I would like to know whether the below is valid, or if it will eventually break:

class network
{
    double tau;
    void SomeFunction();
};

void network::SomeFunction()
{
    #pragma omp parallel for // <-the openMP call
    for (uint iNeu=0;iNeu<nNeurons;++iNeu)
    {
        neurons[iNeu].timeSinceSpike+=tau;  //tau is defined in some other place
        neurons[iNeu].E+=tau*tau;
    }   
}

So, I am using the minimal syntax, and letting openMP figure out everything on its own. This version compiles, and the output is correct (so far).
What I tried before that was

void network::SomeFunction()
{
    #pragma omp parallel for default(none) shared(neurons) firstprivate(tau)  // <-the openMP call
    for (uint iNeu=0;iNeu<nNeurons;++iNeu)
    {
        neurons[iNeu].timeSinceSpike+=tau; //tau is defined in some other place
        neurons[iNeu].E+=tau*tau;
    }   
}

However, as hinted, that won’t compile, presumably because tau and neurons are data members of network.

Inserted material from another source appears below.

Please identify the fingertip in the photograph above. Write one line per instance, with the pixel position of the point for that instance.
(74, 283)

The question then is, if I have really just been lucky in my runs of the first version, and whether I have to do something like

void network::SomeFunction()
{
    double tempTau=tau;
    vector <neuron> tempNeurons=neurons; //in realtity this copy-process would be quite involved
    #pragma omp parallel for shared(tempNeurons) firstprivate(tempTau)// <-the openMP call
    for (uint iNeu=0;iNeu<nNeurons;++iNeu)
    {
        tempNeurons[iNeu].timeSinceSpike+=tempTau;
        tempNeurons[iNeu].E+=tempTau*tempTau;
    }   
}

Naturally, I would much prefer to stick with the present version, as it is so short and easy to read, but I would also like to trust my output 🙂
I am using gcc 4.6.1

Hope someone can educate me on the proper way to do it.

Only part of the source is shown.